かりん 増血記(6)

かりん 増血記(6) 『かりん 増血記(6)』

甲斐透[著]/影崎由那[原作・イラスト]

判型:文庫判

レーベル:富士見ミステリー文庫

版元:富士見書房

発行:平成17年10月15日

isbn:4829163216

本体価格:540円

商品ページ:[bk1amazon]

『月刊ドラゴンエイジ』での人気連載で、今年十一月からWOWOWにてアニメ版の放映も決定している影崎由那の漫画『かりん』の番外編を綴る小説版第六巻。

 様々な障害を乗り越え、雨水健太との仲を“秘密を共有する友達”から“親しい友達”ぐらいにはランクアップさせたことに少々浮かれ加減の落ちこぼれ吸血鬼・真紅果林だったが、好事魔多し、早速想像もしない出来事に見舞われる。はるばるアメリカから、果林の父ヘンリー・マーカーの子供だという少年がやって来たのである。嫉妬深いヘンリーの妻カレラは激昂し、ヘンリーは身に覚えのない事態に妻に対して取り繕うのが精一杯で、聡明な妹・杏樹の提案で果林が自称隠し子のジェイクに対する窓口の役割をする羽目になった。ジェイクの発する“不幸”のオーラに吸血鬼、もとい増血鬼の本能を刺激されるために出来れば避けたい果林だが、ことが自分の父に絡んでいるとあって見捨てることも出来ずに対処に苦しむ。一方で健太は、果林とはいい友達というだけのつもりでいても、同年代のジェイクに対する果林の言動に苛立ちを隠せない。家庭の空気も健太との仲も微妙になるなか、ジェイクを追う人間が姿を現し、事態は更にややこしいことに……

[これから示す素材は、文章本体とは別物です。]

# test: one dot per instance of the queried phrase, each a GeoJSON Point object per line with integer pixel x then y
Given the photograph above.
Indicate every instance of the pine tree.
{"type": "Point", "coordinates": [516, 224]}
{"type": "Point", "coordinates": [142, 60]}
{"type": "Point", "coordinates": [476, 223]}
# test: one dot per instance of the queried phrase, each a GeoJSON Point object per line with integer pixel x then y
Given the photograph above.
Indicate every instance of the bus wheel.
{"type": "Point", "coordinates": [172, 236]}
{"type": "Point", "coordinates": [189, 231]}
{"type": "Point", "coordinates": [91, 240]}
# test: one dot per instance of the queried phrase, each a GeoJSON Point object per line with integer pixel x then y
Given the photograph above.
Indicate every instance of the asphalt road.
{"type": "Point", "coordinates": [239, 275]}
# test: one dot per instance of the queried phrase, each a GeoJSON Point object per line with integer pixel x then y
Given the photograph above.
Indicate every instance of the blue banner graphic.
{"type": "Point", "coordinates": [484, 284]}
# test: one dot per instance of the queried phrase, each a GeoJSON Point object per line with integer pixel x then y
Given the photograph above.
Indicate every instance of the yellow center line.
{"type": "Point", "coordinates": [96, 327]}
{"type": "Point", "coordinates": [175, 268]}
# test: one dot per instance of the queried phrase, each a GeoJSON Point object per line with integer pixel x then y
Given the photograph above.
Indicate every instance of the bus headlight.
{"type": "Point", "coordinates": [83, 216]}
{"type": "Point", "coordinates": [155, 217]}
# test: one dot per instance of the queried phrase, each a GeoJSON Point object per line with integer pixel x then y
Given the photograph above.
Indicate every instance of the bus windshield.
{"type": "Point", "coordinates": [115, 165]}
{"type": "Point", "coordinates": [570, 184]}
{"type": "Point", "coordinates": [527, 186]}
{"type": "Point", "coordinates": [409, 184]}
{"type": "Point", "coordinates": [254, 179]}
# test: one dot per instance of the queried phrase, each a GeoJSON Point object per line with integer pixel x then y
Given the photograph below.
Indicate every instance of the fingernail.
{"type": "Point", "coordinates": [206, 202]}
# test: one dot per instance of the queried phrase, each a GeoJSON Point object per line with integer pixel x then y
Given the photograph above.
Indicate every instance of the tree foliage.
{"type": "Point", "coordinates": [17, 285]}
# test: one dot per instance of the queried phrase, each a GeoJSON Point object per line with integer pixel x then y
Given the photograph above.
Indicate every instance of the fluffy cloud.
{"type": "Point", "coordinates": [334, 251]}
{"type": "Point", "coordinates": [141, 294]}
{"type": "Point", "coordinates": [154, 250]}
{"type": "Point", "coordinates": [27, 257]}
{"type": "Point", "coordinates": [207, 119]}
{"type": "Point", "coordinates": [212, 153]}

 毎回漫画版の単行本が刊行されるのに合わせてか、ひと月遅れぐらいで、その直後のエピソードを綴るのが習いとなっていたこのシリーズだが、今回はちょっと間隔を開けての登場となった。原作第六巻は修羅場のさなかで話が終わっており、あいだに番外編を差し挟む余地がなかったことが原因であろうが、このペースに馴染んでいたのでやや拍子抜けの感は否めない――リアルタイムで読んでいなければそんな感慨を抱くこともなかったのだろうが。

 原作第七巻で雨水健太との関係が進展したのを受けての新作ゆえ、多少は甘い雰囲気になるかと思いきや、相変わらずのトラブル三昧である。若干果林と健太の心理的距離感が縮まっているのは確かだが、ラブコメの王道を走ってやきもきさせているのは変わらない。

 レーベルを尊重してか、いちおう謎解きらしき要素を盛り込んでいることも従来通りだが、今回は少々乱暴な印象を受けた。最大の着想はジェイクの“嘘”にまつわるくだりで、実際にあり得る出来事に因ってはいるのだが、この物語のなかに投げ込まれると説明としても驚きとしてもあまり巧く機能していない。サスペンスの組み立ても、今回はさすがにちょっと単純すぎるだろう。

 とはいえ、原作の展開を破綻させない程度に設定を敷衍し膨らませて物語を構築しており、原作ファンや旧作の読者なら間違いなく楽しめる。ことこの巻は、番外編にて登場したキャラクターや設定がちらほらと顔を覗かせており、サービスに事欠かない。とりわけ、原作の最新刊においてちょっとだけ進展した果林と健太の関係をうまく応用していい具合のラブコメに仕立てているあたりは、いい意味で期待を裏切っておらず、番外編という位置づけからすると最上の仕事と言っていい。

 わざわざレーベルに合わせて謎解きやサスペンスを盛り込んでくれるのなら、その辺をもうちょっと掘り下げて欲しいという厭味はあるものの、ファンにとって楽しめるものをこのコンスタントなペースで発表しているのだから、それで充分かも知れない。